Forget football for a moment, because football is simply the pulpit that allows the above trio to spread their individual messages. And all three of the above players, while excellent on the gridiron, are even more stellar off it. Whittaker is Captain America, the pulse of the Longhorn program. He's the one who, rather than worrying about losing his job, took Malcolm Brown under his wing and answered every question the freshman had. He never stopped competing, never stopped fighting. And even when a knee injury ended his college career, Whittaker never stopped smiling, telling people that he was blessed to be alive. Irby is the consummate comeback story, the person who refused to hear 'no' as an answer and who fought back from an injury that threatened his ability to walk. He caught a touchdown in the Kansas State game and is considering whether to take another year after this one is finished, via a medical redshirt. Acho is a player and person of excellent character, and he's up for basically every "good human being" award that his older brother, Sam, took home. In a way, it's almost sad that Sam was so accomplished, because if he weren't, Emmanuel's contributions would be even more highly thought of. As it is, the Acho parents deserve worlds of credit. Those three players are excellent representatives of the Texas program, and of student-athletes in general. And that's a blessing to have.
2) Manny Diaz
Diaz shrugged off an early performance against Rice, and stayed the course when the defense was giving up long runs against Oklahoma and Oklahoma State. In a business when far too many coaches look at the end result, Diaz coached the process behind achieving that result, finding run fits and plugging those holes confidently and aggressively. Mission accomplished. After allowing more than four yards per carry in four of the first six games, Texas has allowed -0.1, 1.1, 3.4 and 1.0 yards per rush in its last four. Stopping the run is the first key toward building an elite defense, especially when forcing third-and-long means unleashing ends like Alex Okafor and Jackson Jeffcoat, while slick cover corners like Carrington Byndom shadow opposing receivers.
3) Carrington Byndom
Speaking of Byndom, has any player grown up so quickly? Byndom could have quit in an Oklahoma game that saw the Sooners repeatedly test his coverage. Instead, he seemed to develop a feistiness that carried over into the next game against Justin Blackmon. Ever since, Byndom has often found himself against the opposing team's best wide receiver, and he has emerged as one of the top cornerbacks in the league and likely the next flag-bearer of the tradition at D.B.U.
This one could have been titled for Malcolm Brown, or Joe Bergeron, or Jaxon Shipley, or even sophomores like Mike Davis and Jackson Jeffcoat.

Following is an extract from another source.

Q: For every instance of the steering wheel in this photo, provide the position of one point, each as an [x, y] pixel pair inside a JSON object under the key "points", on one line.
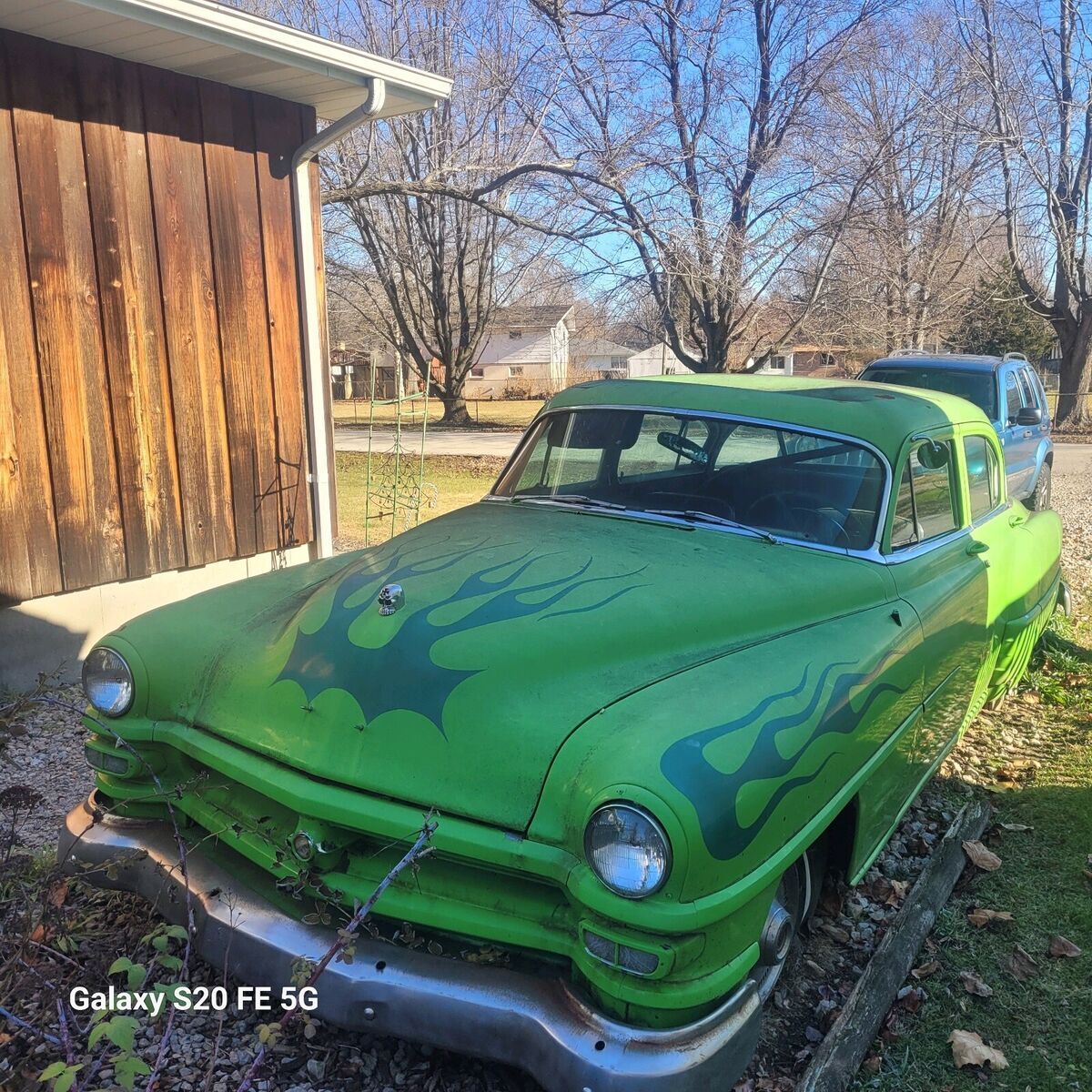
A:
{"points": [[803, 519]]}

But the point, simply, is this: Texas has a ton to look forward to in the future because of the level of youth on this year's team. So an improvement, and the success that goes with it, can be viewed through the prism of an unfinished result, one that could be exceptional as soon as next year starts. If Texas wins six games this year, or even if it wins nine (two regular season wins and a bowl), it's a result followed by a … rather than a period. The period will come when players like the above ones are upperclassmen. But for now, with a mass of underclassmen earning big minutes, Texas is simply building for the future, and the future seems incredibly bright.
5) Mack Brown
The oft-criticized head coach had seemingly accomplished enough to ride into the sunset with his head held high. But instead, Brown had enough pride to blow up the Longhorns after a dismal 5-7 season and hire a largely new coaching staff. He vetted several candidates and picked a staff mostly consisting of young up-and-comers. And in doing so he helped to change many of the attitudes and entitlements that had been setting in the program. Looking at the Longhorns' recruiting is another example of Brown's willingness to change. Texas has picked up a few players the Longhorns might not have ordinarily gone after, held some scholarships until late and even perused the JUCO ranks a little bit. All of the above showed why Brown is an ideal caretaker of the Texas program and different from other coaches who establish a level of comfort at their long-time employers. His ability and willingness to set aside pride and comfort to try and find a winning edge is worthy of thanks.